In The Meursault Investigation, Kamel Daoud responds to Albert Camus’ The Stranger as though it were autobiographical. His narrator, Harun, is the brother of the Arab murdered by Meursault in Camus’ most famous novel. For Harun, the popularity of Camus’ book is as though his brother is murdered again and again for more than 70 years because he is never once mentioned by name, only referred to as the Arab. “My brother’s name was Musa. He had a name. But he’ll remain ‘the Arab’ forever.” He’s counted and found that Arab appears twenty-five times, but his brother’s name is not mentioned once—his erasure a perpetual murder.
It has been twenty years or so since I read The Stranger and I almost wish I had borrowed it from the library as a companion to The Meursault Investigation because I think reading them together will enrich the experience of both books.

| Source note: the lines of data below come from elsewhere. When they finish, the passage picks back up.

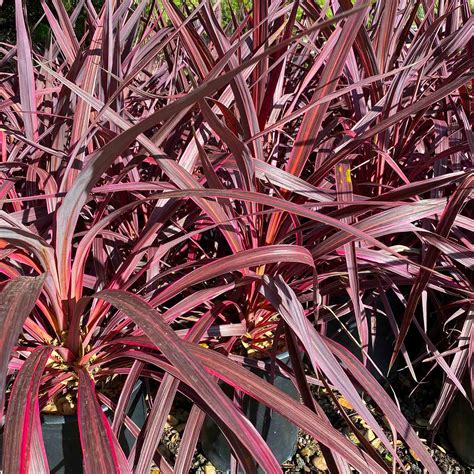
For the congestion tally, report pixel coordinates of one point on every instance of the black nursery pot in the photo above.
(62, 441)
(280, 435)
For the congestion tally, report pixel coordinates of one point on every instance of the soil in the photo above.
(417, 407)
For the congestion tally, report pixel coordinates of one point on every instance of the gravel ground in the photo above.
(308, 457)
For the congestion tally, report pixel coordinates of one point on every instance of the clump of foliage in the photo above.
(180, 194)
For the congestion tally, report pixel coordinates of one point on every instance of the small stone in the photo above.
(370, 435)
(376, 443)
(319, 463)
(414, 455)
(306, 452)
(344, 403)
(172, 420)
(422, 422)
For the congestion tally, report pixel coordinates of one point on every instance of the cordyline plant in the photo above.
(185, 186)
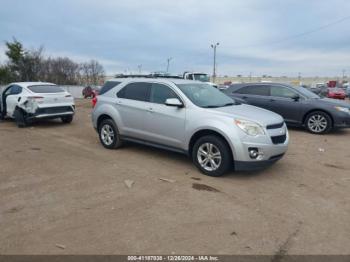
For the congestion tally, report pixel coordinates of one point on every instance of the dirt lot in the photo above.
(63, 193)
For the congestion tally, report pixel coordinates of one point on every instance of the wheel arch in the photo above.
(317, 110)
(205, 132)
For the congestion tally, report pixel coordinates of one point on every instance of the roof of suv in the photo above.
(158, 79)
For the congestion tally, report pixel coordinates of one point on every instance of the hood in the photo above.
(333, 102)
(262, 116)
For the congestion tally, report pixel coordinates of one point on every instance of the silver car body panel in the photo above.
(174, 127)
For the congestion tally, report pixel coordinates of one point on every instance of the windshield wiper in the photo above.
(216, 106)
(228, 104)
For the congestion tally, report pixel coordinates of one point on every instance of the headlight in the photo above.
(249, 127)
(342, 109)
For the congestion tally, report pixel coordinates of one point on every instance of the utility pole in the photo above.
(168, 63)
(139, 67)
(214, 46)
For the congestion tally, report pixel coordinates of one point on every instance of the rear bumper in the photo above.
(342, 120)
(256, 165)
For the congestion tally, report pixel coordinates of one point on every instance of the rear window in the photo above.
(260, 90)
(108, 86)
(46, 89)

Perhaps they will be twinned from now on. It is no literary blasphemy to pair Doaud with Camus; they are both fine writers who consider important themes with insight and discipline. Daoud’s writing would deserve admiration even if it were not linked to Camus.
The brothers are named Musa and Harun, (Moses and Aaron) and it seems to me that their names must be symbolic. After all, in the Torah, Aaron is the spokesman for Moses and Harun is the only one to speak for Musa. Moses and Aaron had a sister named Miriam and Camus’ novel claims the murdered Arab had a sister, though that was not true. However, Harun does fall in love with a woman named Meriem, one who does not reciprocate his passion, unless perhaps she had a sisterly fondness for him.

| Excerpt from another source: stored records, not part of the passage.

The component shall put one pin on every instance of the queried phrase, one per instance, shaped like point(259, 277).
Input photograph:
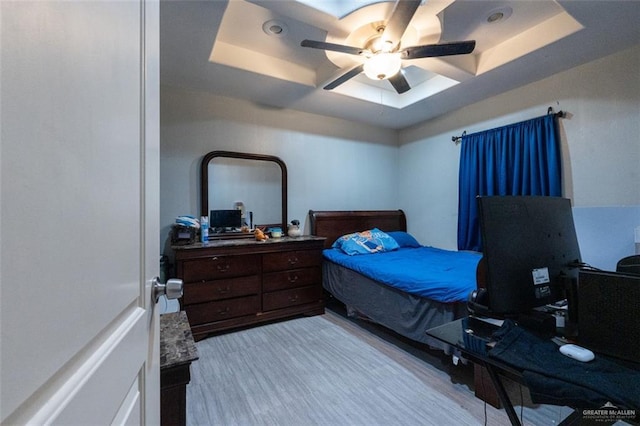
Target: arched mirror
point(257, 181)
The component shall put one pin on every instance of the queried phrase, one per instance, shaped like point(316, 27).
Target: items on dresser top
point(239, 282)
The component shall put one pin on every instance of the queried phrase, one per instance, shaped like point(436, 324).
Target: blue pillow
point(366, 242)
point(404, 239)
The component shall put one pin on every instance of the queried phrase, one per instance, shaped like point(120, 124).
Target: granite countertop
point(246, 241)
point(177, 346)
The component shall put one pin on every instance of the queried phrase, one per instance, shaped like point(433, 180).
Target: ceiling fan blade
point(399, 82)
point(441, 49)
point(344, 77)
point(397, 24)
point(332, 46)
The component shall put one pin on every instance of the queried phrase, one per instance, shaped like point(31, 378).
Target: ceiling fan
point(383, 54)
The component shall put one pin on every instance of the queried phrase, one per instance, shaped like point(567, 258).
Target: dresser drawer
point(217, 311)
point(206, 291)
point(293, 278)
point(292, 297)
point(216, 267)
point(291, 259)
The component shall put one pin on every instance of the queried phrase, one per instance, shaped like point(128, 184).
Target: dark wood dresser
point(240, 282)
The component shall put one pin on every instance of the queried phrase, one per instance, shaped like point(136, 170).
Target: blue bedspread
point(442, 275)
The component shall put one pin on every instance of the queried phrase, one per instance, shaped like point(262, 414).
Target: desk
point(457, 334)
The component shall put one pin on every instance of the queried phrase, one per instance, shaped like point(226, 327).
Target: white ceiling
point(220, 46)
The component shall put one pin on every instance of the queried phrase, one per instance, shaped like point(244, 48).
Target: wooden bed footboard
point(334, 224)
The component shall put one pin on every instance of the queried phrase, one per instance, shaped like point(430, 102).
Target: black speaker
point(608, 319)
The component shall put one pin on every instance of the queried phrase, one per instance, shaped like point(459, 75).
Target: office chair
point(629, 264)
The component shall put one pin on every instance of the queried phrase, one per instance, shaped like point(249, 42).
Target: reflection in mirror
point(256, 184)
point(259, 182)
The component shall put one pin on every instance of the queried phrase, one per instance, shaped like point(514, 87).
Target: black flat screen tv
point(530, 251)
point(224, 220)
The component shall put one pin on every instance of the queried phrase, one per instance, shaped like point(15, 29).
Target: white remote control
point(577, 352)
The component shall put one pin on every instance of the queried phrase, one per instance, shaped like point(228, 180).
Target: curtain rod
point(559, 114)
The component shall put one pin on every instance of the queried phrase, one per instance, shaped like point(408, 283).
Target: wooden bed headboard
point(333, 224)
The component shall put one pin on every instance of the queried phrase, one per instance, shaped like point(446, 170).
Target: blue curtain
point(518, 159)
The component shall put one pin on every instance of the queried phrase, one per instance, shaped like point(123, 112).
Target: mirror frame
point(204, 178)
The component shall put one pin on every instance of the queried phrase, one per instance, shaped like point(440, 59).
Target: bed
point(406, 308)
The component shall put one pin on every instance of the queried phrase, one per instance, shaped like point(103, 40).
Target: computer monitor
point(530, 251)
point(222, 220)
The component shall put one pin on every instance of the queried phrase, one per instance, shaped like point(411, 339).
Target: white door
point(79, 212)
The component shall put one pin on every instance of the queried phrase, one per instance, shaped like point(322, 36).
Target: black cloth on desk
point(553, 378)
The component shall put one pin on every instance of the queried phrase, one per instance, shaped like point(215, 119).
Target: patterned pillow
point(404, 239)
point(366, 242)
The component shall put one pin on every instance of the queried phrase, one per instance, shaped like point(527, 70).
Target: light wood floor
point(332, 370)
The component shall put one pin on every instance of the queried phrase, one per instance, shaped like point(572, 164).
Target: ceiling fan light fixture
point(275, 28)
point(382, 66)
point(499, 14)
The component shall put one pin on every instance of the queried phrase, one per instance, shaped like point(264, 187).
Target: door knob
point(172, 289)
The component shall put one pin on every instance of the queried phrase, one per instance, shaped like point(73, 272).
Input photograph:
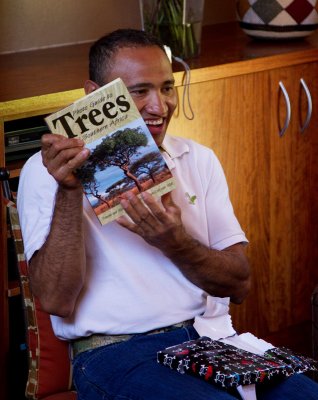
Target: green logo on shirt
point(191, 199)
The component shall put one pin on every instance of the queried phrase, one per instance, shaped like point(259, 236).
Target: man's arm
point(58, 268)
point(223, 273)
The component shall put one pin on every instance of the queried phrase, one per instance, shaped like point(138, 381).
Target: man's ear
point(90, 86)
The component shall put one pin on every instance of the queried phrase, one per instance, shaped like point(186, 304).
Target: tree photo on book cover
point(133, 163)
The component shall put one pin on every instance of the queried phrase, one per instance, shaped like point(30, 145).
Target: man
point(123, 291)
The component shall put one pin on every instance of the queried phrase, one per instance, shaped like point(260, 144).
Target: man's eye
point(168, 90)
point(139, 92)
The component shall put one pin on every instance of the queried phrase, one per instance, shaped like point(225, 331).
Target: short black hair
point(102, 51)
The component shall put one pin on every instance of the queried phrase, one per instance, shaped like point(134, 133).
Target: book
point(124, 156)
point(227, 366)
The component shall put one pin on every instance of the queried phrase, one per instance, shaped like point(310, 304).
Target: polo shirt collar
point(173, 148)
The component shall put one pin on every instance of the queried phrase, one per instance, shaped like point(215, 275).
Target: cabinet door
point(229, 118)
point(273, 185)
point(293, 196)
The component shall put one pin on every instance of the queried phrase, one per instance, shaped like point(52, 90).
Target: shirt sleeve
point(35, 202)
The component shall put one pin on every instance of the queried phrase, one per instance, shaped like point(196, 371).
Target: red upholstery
point(49, 374)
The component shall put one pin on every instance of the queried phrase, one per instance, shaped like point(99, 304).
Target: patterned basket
point(277, 19)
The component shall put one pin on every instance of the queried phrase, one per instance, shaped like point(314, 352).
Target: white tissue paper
point(216, 323)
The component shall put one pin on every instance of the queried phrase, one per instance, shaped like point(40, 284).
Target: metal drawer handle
point(309, 105)
point(288, 109)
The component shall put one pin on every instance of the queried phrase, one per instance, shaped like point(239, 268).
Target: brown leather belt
point(96, 340)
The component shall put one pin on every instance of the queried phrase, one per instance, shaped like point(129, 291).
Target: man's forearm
point(57, 270)
point(220, 273)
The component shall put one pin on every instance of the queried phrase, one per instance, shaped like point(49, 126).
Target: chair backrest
point(49, 371)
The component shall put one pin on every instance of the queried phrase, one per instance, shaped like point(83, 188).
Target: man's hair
point(102, 52)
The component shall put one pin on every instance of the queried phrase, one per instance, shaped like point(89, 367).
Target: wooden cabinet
point(272, 181)
point(239, 109)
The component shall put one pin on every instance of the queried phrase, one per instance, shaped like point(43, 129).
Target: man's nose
point(157, 103)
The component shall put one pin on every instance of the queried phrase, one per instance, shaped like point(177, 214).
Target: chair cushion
point(49, 363)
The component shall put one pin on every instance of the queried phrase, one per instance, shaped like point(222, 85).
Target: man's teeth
point(154, 122)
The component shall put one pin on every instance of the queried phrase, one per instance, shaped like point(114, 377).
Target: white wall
point(32, 24)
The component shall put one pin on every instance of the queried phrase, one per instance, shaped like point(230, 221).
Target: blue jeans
point(129, 371)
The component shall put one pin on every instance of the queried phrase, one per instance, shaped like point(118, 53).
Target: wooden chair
point(49, 366)
point(314, 304)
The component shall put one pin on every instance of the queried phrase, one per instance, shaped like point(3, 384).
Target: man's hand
point(223, 273)
point(61, 156)
point(158, 223)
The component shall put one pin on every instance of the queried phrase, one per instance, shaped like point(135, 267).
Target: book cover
point(228, 366)
point(124, 157)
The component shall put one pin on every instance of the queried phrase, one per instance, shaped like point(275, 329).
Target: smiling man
point(122, 291)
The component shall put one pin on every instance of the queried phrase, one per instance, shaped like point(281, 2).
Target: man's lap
point(129, 370)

One one level, The Meursault Investigation calls out the racist colonialist viewpoint of The Stranger, a novel that disappears Musa, the murder victim, making him an “other” anonymous and labelled only as the Arab, someone Meursault could kill simply because the sun got in his eyes, he was bored, he felt like it, because life was meaningless. Someone millions of people would read about without ever thinking about. Daoud is demanding we think about him, see him as a real person, a loving son and brother, alive and corporeal, not an anonymous everyarab dead on the beach.

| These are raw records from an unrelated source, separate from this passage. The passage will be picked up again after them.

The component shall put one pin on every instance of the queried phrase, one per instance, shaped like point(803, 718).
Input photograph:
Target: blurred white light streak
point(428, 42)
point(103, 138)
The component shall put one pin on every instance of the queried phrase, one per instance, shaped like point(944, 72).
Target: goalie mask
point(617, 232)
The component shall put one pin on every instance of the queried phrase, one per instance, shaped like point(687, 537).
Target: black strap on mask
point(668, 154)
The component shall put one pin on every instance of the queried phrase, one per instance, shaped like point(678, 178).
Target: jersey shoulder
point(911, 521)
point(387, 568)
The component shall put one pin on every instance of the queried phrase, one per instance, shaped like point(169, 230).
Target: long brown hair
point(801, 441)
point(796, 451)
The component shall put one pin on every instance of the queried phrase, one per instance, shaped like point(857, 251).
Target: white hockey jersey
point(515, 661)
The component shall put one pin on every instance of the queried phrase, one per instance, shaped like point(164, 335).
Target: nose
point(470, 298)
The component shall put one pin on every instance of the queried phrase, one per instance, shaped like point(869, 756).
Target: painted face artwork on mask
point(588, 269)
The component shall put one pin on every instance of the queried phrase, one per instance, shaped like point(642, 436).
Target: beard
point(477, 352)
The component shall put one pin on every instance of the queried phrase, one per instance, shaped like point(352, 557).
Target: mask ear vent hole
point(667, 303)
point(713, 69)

But The Meursault Investigation is not merely a reproach to the imperialist erasure of that dead victim, it is far more interesting than that. In many ways, it is a call and response to The Stranger. For example, Camus begins “Maman died today.” and Daoud begins, “Mama’s still alive today.” More importantly, while Camus never names his victim, calling him only the Arab whom he killed at 2:00 P.M. in the brilliant afternoon sunlight, when Musa kills a Frenchman, at 2:00 A.M in the moonlight, he names him and names him again and again. Musa tells the young visitor in the bar, “The Frenchman had been erased with the same meticulousness applied to the Arab on the beach twenty years earlier.” but it is not quite so, because he has a name and his body has a burial spot. We know some of his history, he is not anonymous. In these small ways, it is the antithesis of The Stranger, but Daoud does not stop there, where it would merely be an interesting companion to The Stranger.
Instead, as Musa ages and becomes alienated from his religion, his language and his country, it becomes a synthesis, bringing together Meursault and Musa, not in opposition, but in mutual alienation from conventional values and beliefs. Like Meursault, Musa rejects religion, a “public transportation I will never use,” as he describes it. In the end, Musa shares more with Meursault than murder; they both despise cant, hypocrisy, lies and the polite veneer of society. They reject the mores of their time. As Musa tells us, “I was looking for traces of my brother in the book, and what I found there instead was my own reflection, I discovered I was practically the murderer’s double.” Meursault says nothing mattered, Musa says God is a question, not an answer. They are both bound together by their mutual understanding of the absurd nature of life.
This is a good book. It may frustrate some who like a linear narrative, but Harun is a slightly drunk old man telling tales to a student of Camus, rambling, repeating, promising to explain more later, just as a drunk, lonely old man with a captive listener would do. It is a small book, just 140 pages, but then so is The Stranger, and it is what it had to say that matters, not how many words it has to say it. Small, but mighty.